Le rassemblement en hommage à Aboubakar Cissé, organisé hier place de la République à Paris, a été marqué par un violent incident. Le député socialiste Jérôme Guedj, venu témoigner de sa solidarité après le meurtre du jeune Malien tué dans une mosquée du Gard, a été violemment pris à partie par plusieurs manifestants qui l’ont contraint à quitter les lieux sous les insultes.
Alors qu’il répondait aux questions des journalistes, l’élu de l’Essonne a été rapidement encerclé par une poignée de participants scandant des slogans hostiles : «PS = parti sioniste !», « Sioniste dégage ! », « Cassez-vous ! ». Certains manifestants ont dénoncé la présence du député socialiste, accusé d’être trop proche d’Israël et de ne pas représenter, selon eux, la lutte contre l’islamophobie.
Interpellé directement par une manifestante sur les raisons de sa venue, Jérôme Guedj a répondu calmement : « Je suis venu parce qu’il y a eu un crime odieux, raciste, anti-musulman, islamophobe, et donc je suis venu manifester contre cette haine. » L’ambiance devenant de plus en plus tendue, le député a tenté de justifier sa participation : « J’ai manifesté contre Benjamin Netanyahou aussi. J’aurais pu ne pas venir, mais cela m’aurait fait de la peine, car j’ai été sincèrement triste de l’assassinat d’Aboubakar. On a besoin de se rassembler, pas de se diviser. »
Quelques minutes plus tard, sous la pression des invectives, Jérôme Guedj a préféré se retirer, escorté par des proches et des militants présents pour éviter tout débordement.

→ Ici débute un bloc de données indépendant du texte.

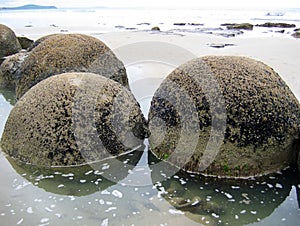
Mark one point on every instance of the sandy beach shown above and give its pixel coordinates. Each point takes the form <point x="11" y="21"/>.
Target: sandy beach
<point x="282" y="54"/>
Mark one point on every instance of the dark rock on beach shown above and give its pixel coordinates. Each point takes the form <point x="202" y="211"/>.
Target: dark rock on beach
<point x="73" y="119"/>
<point x="62" y="53"/>
<point x="9" y="43"/>
<point x="9" y="68"/>
<point x="155" y="29"/>
<point x="225" y="116"/>
<point x="279" y="25"/>
<point x="220" y="45"/>
<point x="296" y="34"/>
<point x="25" y="42"/>
<point x="243" y="26"/>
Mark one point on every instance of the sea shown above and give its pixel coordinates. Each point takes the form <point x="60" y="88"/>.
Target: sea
<point x="135" y="192"/>
<point x="172" y="20"/>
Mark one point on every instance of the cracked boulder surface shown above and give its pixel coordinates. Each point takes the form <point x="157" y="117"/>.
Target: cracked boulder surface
<point x="62" y="53"/>
<point x="73" y="119"/>
<point x="237" y="102"/>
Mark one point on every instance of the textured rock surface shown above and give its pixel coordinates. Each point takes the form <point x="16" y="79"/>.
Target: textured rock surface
<point x="243" y="26"/>
<point x="9" y="68"/>
<point x="25" y="42"/>
<point x="71" y="119"/>
<point x="280" y="25"/>
<point x="9" y="43"/>
<point x="69" y="53"/>
<point x="261" y="116"/>
<point x="296" y="34"/>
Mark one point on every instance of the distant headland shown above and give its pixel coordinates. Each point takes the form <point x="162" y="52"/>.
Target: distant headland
<point x="28" y="7"/>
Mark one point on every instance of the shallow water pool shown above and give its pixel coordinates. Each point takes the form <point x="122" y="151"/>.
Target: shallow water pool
<point x="133" y="192"/>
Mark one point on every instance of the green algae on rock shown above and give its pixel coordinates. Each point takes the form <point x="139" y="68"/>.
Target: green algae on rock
<point x="9" y="43"/>
<point x="61" y="53"/>
<point x="73" y="119"/>
<point x="261" y="117"/>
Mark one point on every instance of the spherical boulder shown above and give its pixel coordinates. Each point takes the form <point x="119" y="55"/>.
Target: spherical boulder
<point x="9" y="43"/>
<point x="61" y="53"/>
<point x="73" y="119"/>
<point x="225" y="116"/>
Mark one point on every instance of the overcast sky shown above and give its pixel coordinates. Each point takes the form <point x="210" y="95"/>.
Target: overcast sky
<point x="159" y="3"/>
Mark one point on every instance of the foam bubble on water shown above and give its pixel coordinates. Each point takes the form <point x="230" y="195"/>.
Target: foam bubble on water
<point x="44" y="220"/>
<point x="20" y="221"/>
<point x="105" y="166"/>
<point x="29" y="210"/>
<point x="176" y="212"/>
<point x="228" y="195"/>
<point x="105" y="192"/>
<point x="48" y="209"/>
<point x="68" y="175"/>
<point x="58" y="215"/>
<point x="110" y="209"/>
<point x="104" y="222"/>
<point x="89" y="172"/>
<point x="117" y="194"/>
<point x="215" y="215"/>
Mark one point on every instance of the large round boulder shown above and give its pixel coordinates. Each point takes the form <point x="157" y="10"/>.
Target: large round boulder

« Un climat qui décourage »
Contacté par Le Figaro après son départ, l’élu n’a pas caché son désarroi face à cette situation. « Cela fait trois manifestations où on me traite de sioniste. Le 1er mai ce sera sans doute pareil… Ce qui me décourage, c’est que cette ambiance doit sûrement décourager beaucoup d’autres personnes de venir, y compris celles profondément solidaires de la lutte contre l’islamophobie. »
Le député socialiste, connu pour ses prises de position contre l’extrême droite et pour son soutien constant aux causes antiracistes, a dénoncé ce qu’il qualifie de « climat de division » qui fragilise, selon lui, l’unité nécessaire pour dénoncer les violences racistes.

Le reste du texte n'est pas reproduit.